Sounds like preparation is covered. It has been a few years since I've been in a teaching/facilitating role for adult Bible study. One thing that has always disappointed me about Sunday School for adults is that it is usually "boring"; kid Sunday School is fun and engaging then we grow up and its not. Not that the message is boring, or the presentation is off, it just has become "big church" but no choir and a smaller audience...and breakfast if you're lucky. How do we keep SS from becoming big church part 1 on Sunday mornings? I think, and have experienced, a class that comes prepared and gradually opens up with each other and engages during their quest for Biblical truth is fun. A couple of ways this is was/can be accomplished is in emailing "homework" beyond just a passage to read, send out thought provoking/life change questions...then follow up on them next SS. Small groups within the small group help too. Maybe y'all are doing that now, seems like I saw a reference pop up on FB. A lot of times there is a pressure to cover the stuff you prepared for and the time constraint just won't allow for it. Relax, simplify, break it down. Don't rush for the sake of checking off all the points that were prepared. Sometimes the Word needs to marinate in hearers hearts and minds, let the Holy Spirit work. Also, I think a lot of teachers forgot the reason why we have SS in the first place. Sure, Bible study; but wasn't it designed for relationships? Its the time at church when we can be with folks and pray for one another, encourage one another, and get into God's Word together. I don't think super deep Bible study is the purpose of SS, a small group Bible study during the week is better for that. It may be that the prep time/tactic change or refresh you're looking for will come with a fresh look at Sunday School.

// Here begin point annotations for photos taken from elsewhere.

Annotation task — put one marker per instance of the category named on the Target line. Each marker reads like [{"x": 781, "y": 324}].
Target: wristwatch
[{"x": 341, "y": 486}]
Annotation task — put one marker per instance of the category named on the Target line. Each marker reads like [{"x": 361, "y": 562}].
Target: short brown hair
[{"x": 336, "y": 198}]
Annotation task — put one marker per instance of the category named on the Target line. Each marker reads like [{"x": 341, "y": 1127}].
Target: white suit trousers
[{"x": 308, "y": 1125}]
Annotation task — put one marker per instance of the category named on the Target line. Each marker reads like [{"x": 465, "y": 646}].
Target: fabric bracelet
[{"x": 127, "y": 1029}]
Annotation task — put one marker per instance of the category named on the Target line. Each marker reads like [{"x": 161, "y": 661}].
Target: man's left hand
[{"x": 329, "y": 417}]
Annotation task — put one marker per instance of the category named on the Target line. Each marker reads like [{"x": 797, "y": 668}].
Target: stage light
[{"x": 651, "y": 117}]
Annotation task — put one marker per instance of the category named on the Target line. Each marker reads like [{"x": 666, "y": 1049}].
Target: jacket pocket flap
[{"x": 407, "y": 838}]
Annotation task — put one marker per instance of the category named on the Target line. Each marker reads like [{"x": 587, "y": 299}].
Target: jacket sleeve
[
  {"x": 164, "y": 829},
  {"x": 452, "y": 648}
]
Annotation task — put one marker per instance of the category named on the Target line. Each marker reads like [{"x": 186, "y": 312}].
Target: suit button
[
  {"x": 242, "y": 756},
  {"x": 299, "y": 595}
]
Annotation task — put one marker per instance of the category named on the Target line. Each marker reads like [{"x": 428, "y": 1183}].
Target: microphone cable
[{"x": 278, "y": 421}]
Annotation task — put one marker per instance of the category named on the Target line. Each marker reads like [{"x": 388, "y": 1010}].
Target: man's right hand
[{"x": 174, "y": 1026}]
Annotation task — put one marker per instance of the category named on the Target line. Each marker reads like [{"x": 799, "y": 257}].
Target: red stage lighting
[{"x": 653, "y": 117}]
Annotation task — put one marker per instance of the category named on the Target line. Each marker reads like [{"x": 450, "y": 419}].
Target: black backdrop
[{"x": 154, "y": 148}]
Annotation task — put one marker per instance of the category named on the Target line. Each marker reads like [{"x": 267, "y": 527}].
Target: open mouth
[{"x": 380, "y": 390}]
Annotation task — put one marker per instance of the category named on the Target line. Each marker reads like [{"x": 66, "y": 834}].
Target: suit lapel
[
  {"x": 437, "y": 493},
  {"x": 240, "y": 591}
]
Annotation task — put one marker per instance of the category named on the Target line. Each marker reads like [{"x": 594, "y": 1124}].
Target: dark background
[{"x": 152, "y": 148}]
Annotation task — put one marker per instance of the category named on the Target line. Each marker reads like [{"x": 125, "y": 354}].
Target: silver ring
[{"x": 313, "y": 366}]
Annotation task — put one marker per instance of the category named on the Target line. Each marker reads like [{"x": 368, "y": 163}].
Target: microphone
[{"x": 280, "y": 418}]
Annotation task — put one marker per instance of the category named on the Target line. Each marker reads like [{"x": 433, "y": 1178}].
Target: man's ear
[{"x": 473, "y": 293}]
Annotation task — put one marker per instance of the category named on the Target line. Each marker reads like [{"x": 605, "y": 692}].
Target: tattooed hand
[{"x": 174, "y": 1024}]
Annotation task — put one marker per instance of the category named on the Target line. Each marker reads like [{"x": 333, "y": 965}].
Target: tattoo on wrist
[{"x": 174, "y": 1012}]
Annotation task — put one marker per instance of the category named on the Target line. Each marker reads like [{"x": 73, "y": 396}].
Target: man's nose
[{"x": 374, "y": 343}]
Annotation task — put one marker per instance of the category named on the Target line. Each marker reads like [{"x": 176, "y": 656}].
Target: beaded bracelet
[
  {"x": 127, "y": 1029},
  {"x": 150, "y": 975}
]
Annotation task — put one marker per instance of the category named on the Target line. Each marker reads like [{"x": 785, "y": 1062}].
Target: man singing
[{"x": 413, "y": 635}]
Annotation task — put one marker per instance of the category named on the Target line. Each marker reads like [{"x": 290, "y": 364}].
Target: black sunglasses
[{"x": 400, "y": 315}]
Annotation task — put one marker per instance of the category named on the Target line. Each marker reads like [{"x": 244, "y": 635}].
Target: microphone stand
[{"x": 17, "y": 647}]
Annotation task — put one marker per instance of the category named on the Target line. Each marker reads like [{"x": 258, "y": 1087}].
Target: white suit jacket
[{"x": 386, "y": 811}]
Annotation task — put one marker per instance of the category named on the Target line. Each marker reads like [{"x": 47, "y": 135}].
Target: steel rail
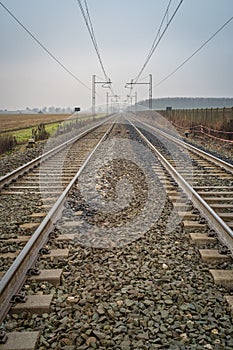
[
  {"x": 219, "y": 162},
  {"x": 16, "y": 275},
  {"x": 225, "y": 234},
  {"x": 8, "y": 178}
]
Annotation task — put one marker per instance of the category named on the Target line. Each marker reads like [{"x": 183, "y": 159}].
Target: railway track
[
  {"x": 40, "y": 189},
  {"x": 120, "y": 287}
]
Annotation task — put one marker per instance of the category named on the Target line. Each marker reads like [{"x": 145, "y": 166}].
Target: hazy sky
[{"x": 124, "y": 30}]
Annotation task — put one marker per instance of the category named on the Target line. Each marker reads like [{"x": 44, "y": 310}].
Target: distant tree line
[{"x": 189, "y": 102}]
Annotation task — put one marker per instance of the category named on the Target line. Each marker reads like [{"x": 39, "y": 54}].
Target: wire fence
[{"x": 213, "y": 122}]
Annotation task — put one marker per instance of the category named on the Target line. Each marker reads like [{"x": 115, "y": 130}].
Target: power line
[
  {"x": 88, "y": 21},
  {"x": 156, "y": 42},
  {"x": 195, "y": 52},
  {"x": 43, "y": 47}
]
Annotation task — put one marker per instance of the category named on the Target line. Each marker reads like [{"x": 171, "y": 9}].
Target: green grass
[{"x": 23, "y": 135}]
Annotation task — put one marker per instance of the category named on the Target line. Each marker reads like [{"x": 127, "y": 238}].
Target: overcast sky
[{"x": 124, "y": 30}]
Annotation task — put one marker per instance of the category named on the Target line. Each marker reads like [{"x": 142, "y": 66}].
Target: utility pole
[
  {"x": 136, "y": 101},
  {"x": 94, "y": 82},
  {"x": 150, "y": 88},
  {"x": 93, "y": 95},
  {"x": 107, "y": 103},
  {"x": 150, "y": 91}
]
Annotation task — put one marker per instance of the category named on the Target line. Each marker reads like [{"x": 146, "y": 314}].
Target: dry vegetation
[{"x": 12, "y": 122}]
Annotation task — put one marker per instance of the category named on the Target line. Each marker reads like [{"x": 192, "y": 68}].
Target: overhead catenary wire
[
  {"x": 159, "y": 37},
  {"x": 87, "y": 18},
  {"x": 195, "y": 52},
  {"x": 43, "y": 47}
]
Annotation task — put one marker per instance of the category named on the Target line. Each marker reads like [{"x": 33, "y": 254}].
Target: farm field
[{"x": 11, "y": 122}]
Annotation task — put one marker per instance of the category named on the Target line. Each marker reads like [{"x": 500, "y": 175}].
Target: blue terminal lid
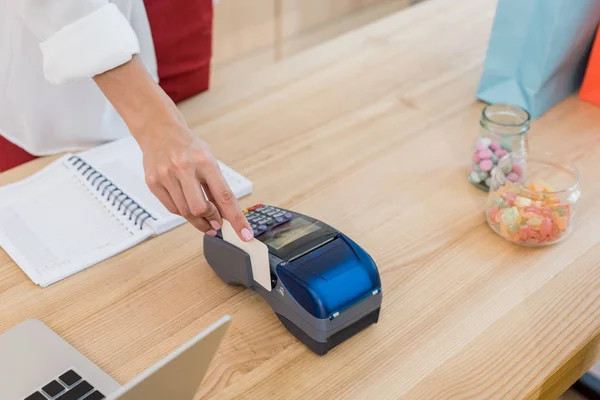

You are an excellent communicator. I pray that God directs you and the class to be more than just Sunday morning breakfast eaters and good listeners! "We ARE!"

Wade Phillips said...

I agree with a lot of what you've said here. We do small groups within our small groups. We have a lot of discussion. We have a class Facebook page where I put "homework," each week, dealing with our lesson. And we put a lot of emphasis on relationships. There are times when we do these better than others, for sure.

The one place I might take issue with what you have to say is about whether SS is a place for "super deep" Bible study. I guess it depends on what you mean there. "Deep" is not necessarily the same thing as "inaccessible." When I think of "deep" Bible study, I simply mean that I want people to understand what the particular passage we are studying is all about. I want them to see how it connects to the verses around it, how it connects to the entire Biblical narrative, and most importantly, how it connects to who Jesus is and what the Gospel is about. That's what I think deep Bible study is, and I think it's vital, whether no matter where you are on your faith journey.

Now, if by deep you mean dry and boring and more concerned with teaching facts than helping people see Jesus, then I'm with you. No need for all that. But I've had enough of Bible studies that are nothing more than moral lessons, that could just as easily be gleaned from Aesop's fables as from the Bible. And that's what some of our shallow Bible lessons, even in adult classes, all too often become.

Thanks for the words of encouragement! And thanks for reading!